So… Wednesday… Wednesday, the 23rd of September… I’m truly at a loss for words and yet, feel there is much I can and should say.
But this is bigger than just Wednesday. Much bigger.
I was taught from a very young age not to ask for things. It was said outright quite a bit, but sometimes it was more subtle. “Don’t ask your grandparents for anything when you visit them”. Don’t ask for help, if you can’t figure it out for yourself you’re stupid or weak or unworthy of whatever it is anyway. When someone asks what you want for a birthday or Christmas or whatever, the proper response was “Oh, you don’t need to go to any trouble. I really don’t need anything at all” and then there was to be gratitude for whatever was received… even if it was something you didn’t want.
Often, I’d want things and was told that we couldn’t afford it. Which may have been true but quite often within a day or two of a request, there would be a new something for my stepfather in the house or in the yard (we had 3 VW Beetles held together with duct tape and bungee cords). So, I got the message pretty loud and clear from that. The message being “whatever YOU want isn’t important”.
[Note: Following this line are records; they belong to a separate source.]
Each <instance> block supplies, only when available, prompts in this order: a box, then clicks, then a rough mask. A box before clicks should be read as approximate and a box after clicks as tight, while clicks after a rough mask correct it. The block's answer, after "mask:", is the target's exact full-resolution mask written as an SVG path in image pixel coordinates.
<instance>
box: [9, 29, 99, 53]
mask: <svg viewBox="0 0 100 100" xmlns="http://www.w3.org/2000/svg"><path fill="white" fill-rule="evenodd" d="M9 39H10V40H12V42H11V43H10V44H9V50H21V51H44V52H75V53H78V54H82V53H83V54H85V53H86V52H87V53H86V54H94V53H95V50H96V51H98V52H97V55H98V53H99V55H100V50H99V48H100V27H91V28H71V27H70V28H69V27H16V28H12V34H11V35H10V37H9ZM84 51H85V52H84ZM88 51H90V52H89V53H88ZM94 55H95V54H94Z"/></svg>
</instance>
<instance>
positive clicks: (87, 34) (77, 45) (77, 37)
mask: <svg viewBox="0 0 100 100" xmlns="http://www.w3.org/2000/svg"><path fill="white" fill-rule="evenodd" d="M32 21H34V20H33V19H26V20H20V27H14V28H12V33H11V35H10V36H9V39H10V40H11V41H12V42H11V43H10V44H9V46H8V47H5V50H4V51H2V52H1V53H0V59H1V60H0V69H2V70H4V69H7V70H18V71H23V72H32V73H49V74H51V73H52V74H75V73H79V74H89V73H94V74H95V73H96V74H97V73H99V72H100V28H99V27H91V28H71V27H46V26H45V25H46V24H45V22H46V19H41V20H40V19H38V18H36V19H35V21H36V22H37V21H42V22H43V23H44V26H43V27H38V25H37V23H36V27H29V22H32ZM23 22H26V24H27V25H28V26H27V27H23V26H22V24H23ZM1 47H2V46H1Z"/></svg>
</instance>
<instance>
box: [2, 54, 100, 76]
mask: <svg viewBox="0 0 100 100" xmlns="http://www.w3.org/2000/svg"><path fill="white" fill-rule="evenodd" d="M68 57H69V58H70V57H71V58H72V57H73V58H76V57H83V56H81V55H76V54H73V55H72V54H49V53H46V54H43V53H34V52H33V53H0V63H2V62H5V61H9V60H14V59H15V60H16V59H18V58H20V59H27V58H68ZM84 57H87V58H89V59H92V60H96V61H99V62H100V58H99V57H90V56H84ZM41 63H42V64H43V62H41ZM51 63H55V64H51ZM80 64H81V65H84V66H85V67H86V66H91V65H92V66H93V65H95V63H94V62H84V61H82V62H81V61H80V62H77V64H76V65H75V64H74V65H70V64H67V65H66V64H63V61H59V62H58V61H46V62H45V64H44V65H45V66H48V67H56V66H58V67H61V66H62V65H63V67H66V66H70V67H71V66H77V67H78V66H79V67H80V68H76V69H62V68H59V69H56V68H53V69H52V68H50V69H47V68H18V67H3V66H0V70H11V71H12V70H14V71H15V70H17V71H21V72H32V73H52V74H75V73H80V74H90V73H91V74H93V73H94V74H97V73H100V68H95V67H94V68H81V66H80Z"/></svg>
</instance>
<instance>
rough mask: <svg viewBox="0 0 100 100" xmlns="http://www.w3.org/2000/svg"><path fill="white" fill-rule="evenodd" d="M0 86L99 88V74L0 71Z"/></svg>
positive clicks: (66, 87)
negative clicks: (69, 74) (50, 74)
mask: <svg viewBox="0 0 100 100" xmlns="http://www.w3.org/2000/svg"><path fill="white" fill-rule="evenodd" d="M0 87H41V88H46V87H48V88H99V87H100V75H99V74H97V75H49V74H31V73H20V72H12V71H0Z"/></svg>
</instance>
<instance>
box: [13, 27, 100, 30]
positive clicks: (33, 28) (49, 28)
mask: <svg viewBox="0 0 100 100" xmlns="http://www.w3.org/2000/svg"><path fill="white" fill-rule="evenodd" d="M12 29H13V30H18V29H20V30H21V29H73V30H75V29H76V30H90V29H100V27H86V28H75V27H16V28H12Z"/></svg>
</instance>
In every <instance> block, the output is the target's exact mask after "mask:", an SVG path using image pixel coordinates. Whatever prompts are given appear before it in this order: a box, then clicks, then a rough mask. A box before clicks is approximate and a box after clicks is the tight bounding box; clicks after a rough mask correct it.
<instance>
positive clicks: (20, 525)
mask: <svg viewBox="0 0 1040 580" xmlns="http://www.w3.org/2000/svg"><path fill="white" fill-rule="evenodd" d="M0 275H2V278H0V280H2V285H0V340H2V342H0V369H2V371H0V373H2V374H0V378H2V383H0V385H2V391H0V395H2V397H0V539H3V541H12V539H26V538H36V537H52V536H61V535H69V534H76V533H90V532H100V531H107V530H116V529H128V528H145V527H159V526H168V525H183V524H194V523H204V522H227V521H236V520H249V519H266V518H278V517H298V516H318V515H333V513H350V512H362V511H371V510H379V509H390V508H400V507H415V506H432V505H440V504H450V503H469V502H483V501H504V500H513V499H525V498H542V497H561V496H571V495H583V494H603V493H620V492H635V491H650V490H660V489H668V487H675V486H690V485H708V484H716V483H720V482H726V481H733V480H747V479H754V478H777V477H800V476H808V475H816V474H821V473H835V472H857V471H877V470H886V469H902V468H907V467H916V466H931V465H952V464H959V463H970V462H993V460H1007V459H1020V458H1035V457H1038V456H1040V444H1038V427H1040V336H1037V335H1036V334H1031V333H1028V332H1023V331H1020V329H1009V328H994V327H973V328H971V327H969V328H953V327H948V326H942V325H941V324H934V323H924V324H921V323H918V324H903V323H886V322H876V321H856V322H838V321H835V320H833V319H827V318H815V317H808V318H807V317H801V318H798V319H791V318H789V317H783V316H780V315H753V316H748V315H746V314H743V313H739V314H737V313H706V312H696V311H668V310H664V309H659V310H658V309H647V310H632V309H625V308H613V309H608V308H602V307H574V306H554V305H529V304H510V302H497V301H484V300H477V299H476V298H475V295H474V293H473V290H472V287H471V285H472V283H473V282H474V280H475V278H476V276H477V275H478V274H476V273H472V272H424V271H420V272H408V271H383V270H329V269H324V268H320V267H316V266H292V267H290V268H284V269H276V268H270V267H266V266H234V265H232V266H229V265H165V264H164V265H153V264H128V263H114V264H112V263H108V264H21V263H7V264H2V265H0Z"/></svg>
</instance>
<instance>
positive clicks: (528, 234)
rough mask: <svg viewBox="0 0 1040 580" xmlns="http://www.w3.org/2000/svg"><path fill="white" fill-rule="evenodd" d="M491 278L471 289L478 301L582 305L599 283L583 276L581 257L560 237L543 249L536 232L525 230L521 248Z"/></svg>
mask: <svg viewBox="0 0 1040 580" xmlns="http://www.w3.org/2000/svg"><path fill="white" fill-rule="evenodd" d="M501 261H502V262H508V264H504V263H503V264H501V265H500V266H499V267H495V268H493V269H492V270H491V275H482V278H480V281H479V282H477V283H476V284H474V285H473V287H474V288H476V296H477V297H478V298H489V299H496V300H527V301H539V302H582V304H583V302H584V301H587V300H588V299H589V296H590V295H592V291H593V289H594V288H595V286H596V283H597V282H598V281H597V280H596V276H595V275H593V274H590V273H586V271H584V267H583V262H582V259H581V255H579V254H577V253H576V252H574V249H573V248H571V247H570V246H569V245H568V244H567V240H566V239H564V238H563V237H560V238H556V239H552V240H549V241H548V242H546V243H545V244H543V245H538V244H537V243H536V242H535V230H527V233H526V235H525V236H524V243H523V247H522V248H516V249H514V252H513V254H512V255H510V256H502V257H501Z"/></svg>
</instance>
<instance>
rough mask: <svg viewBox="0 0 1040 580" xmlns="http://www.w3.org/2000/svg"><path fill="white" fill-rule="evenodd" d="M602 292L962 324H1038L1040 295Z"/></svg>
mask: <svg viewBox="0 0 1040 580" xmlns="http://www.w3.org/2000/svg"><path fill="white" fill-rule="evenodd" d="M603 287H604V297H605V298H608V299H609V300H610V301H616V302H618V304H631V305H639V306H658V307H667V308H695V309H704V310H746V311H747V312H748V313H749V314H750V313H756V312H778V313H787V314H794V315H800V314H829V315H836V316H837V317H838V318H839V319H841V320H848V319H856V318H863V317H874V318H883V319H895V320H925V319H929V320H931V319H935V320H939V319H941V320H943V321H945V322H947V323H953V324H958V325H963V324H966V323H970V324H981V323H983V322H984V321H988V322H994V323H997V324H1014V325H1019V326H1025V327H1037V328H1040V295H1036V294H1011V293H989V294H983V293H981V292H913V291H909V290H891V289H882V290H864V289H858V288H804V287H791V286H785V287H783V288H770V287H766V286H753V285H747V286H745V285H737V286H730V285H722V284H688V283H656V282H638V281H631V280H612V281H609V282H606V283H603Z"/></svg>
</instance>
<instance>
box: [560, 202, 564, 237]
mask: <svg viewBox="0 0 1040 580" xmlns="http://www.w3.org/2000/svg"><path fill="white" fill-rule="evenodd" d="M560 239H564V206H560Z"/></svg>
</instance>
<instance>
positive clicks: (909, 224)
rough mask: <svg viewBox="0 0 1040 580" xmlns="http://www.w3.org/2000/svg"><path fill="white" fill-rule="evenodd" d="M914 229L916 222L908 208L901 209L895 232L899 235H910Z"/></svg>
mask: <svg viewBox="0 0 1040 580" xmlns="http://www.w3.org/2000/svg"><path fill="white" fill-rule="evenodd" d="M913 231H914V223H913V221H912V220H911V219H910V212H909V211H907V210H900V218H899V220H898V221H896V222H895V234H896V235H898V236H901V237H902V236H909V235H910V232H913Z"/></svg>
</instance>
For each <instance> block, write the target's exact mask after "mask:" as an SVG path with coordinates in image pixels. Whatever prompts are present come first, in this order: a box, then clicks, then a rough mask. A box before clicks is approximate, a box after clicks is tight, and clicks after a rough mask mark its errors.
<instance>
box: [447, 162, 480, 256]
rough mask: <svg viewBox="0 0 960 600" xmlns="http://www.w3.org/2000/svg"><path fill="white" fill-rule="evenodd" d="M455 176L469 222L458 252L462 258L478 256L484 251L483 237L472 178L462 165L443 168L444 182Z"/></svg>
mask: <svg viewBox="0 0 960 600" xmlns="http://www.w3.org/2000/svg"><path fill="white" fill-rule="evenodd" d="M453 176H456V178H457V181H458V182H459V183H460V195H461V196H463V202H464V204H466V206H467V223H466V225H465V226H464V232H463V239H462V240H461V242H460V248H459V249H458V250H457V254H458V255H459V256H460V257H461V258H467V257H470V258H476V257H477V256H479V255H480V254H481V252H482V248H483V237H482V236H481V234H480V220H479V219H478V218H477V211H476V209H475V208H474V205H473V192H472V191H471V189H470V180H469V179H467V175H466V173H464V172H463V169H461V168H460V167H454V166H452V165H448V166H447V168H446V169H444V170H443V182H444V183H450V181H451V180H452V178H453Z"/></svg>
Fast forward to a relationship I had in my 20’s. The relationship was progressing, we’d talked about the next steps and I was SURE I was going to get an engagement ring for Christmas. But, of course, that’s not something you ASK for. So, Christmas came and I got…. a box of cordial cherries. And, I’m not going to lie, I burst into tears. When you are expecting an engagement ring and get a $2 box of cordial cherries, your love for said cherries is a tich overshadowed by your disappointment.
Step forward a little more and you come to the decade I spent with the Wasband. No proposal. Engagement ring was my Gramma’s ring. He didn’t work, so any gift-giving occasion that I wanted a gift, I had to give him the money to buy it. I kept telling him that what I really wanted was for someone else (for ONCE) to clean up our apartment. (Meaning HIM). When I would give him money, he’d get something inexpensive for me and spend the rest of the money on something for himself. I get it that we didn’t have much money… but that hurt and eventually I just stopped paying for gifts for myself and so holidays would come around and I’d be left out. I always made sure he got gifts not only from me, but from The Girl as well. That was never reciprocated.
I told you all of that, though, not to try to elicit sympathy or to make it seem as if I’ve had a horrible life… I haven’t. I just wanted you to have some background. I don’t get nice things for myself. I don’t do nice things for myself. I don’t ask for things from anyone but I will occasionally talk about things I love and want or wish I had (as people do). Not with the expectation that the listener will do anything about it, but those are conversations people have. (I will confess, though, that I did finally break down and buy myself a tiara. Silly, frivolous, ridiculous? Yes. Something I love? ABSOLUTELY).
So, back to Wednesday, the 23rd of September. I received a package. I hadn’t ordered anything but there it was. And in that package was a Dyson C65 Vacuum Cleaner. And I cried. Not because I was disappointed that I’d received a vacuum cleaner. Quite the opposite, actually. You see, I’ve wanted this particular vacuum cleaner for several years. But a vacuum cleaner that costs over about $50 has never been in the budget. And now I have my dream vacuum cleaner and it sucks (AS A GOOD VACUUM SHOULD… I mean, seriously, I think this thing could probably suck up one of my cats quite easily and I do not have small cats).
I’m still trying to wrap my head around this. I am still having twinges of “I don’t deserve this”. But, along with that, there is the fact that my heart is absolutely exploding with gratitude. I know who sent it and I’ve said “thank you” but that honestly sounds terribly inadequate. “Thank you” doesn’t seem big enough. Just like my last birthday gift from Mr. POSSLQ… I simply don’t have adequate words to express the gratitude I feel. Especially knowing that the givers of the gifts don’t have a lot themselves, so I know that these things represent sacrifice.
Thank you, AP, for the rainbow… for your friendship…and for the awesome, kick-ass vacuum cleaner.